Persone in movimento. Storia, letteratura, etnografia - Fabiano Alborghetti, «Maiser, l'uomo del mais»

Institute of Italian Studies

Date: 6 May 2026 / 17:30 - 19:00

A-32, Campus Ovest USI

Maiser, l’uomo del mais. Il romanzo in versi dell’emigrazione italiana in Svizzera

Maiser è un romanzo in versi che racconta l’esperienza dell’emigrazione italiana in Svizzera attraverso una forma poetica che unisce narrazione e testimonianza. La vicenda individuale del protagonista (e della famiglia) riflette una condizione collettiva segnata da precarietà, marginalità e resistenza. La scrittura in versi diventa così uno strumento per esplorare il rapporto tra lingua, identità e realtà sociale, collocando l’opera tra poesia civile e ricerca narrativa contemporanea.

 

Fabiano Alborghetti (1970) ha scritto di critica, fondato riviste, creato programmi radio, progetti in carceri, scuole e ospedali ed è promotore culturale. È nelle commissioni dei festival Chiassoletteraria e Lettere dalla Svizzera alla Valposchiavo e nel 2019 ha co-fondato la Casa della Letteratura per la Svizzera italiana per la quale è stato presidente e direttore artistico sino al 2025. È responsabile per la Svizzera italiana della Sofalesungen / Letture sul Sofà. Rappresenta la lingua italiana e la Svizzera nel mondo su mandati ufficiali. Traduzioni di sue poesie sono apparse in volume, riviste o antologie in più di 10 lingue. Ha pubblicato 6 volumi tra le quali il romanzo in versi Maiser (Premio Svizzero di Letteratura 2018), la raccolta di poesie Corpuscoli di Krause (2022; Candidato Premio Strega 2023) e il romanzo in versi Il movimento elementare (Gabriele Capelli Editore, 2026). Per maggiori informazioni: www.fabianoalborghetti.ch.

 

La lezione è parte del ciclo Persone in movimento. Storia, letteratura, etnografia a cura di Vincenzo Matera e Linda Bisello. 

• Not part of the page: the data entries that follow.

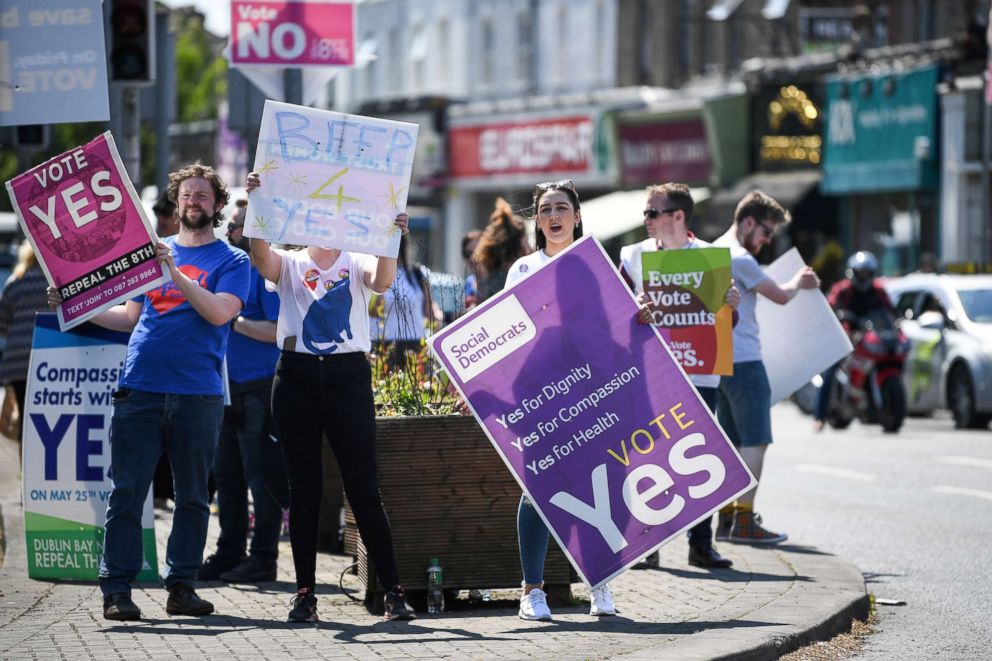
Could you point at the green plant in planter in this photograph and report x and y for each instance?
(406, 379)
(419, 387)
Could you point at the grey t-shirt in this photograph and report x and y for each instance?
(748, 274)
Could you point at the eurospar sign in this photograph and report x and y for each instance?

La mobilità è un elemento ineliminabile dell’esistenza umana. La storia delle comunità umane è segnata dal movimento, dal viaggio, dall’esplorazione e, di conseguenza, da incontri, scontri, mescolamenti, fughe, ritorni, esili e confinamenti, chiusure e aperture, progetti e desideri, nostalgie e ricordi, successi, fallimenti. L’etnografia e la letteratura hanno fatto proprie queste tematiche e le esperienze che le contraddistinguono, e hanno cercato di raccontare, ognuna con il proprio registro e con le proprie prospettive e sensibilità, l’esperienza umana della mobilità. Con questo ciclo di incontri ci proponiamo di rappresentare ricadute e proiezioni, stati d’animo e condizioni esistenziali nel segno del movimento.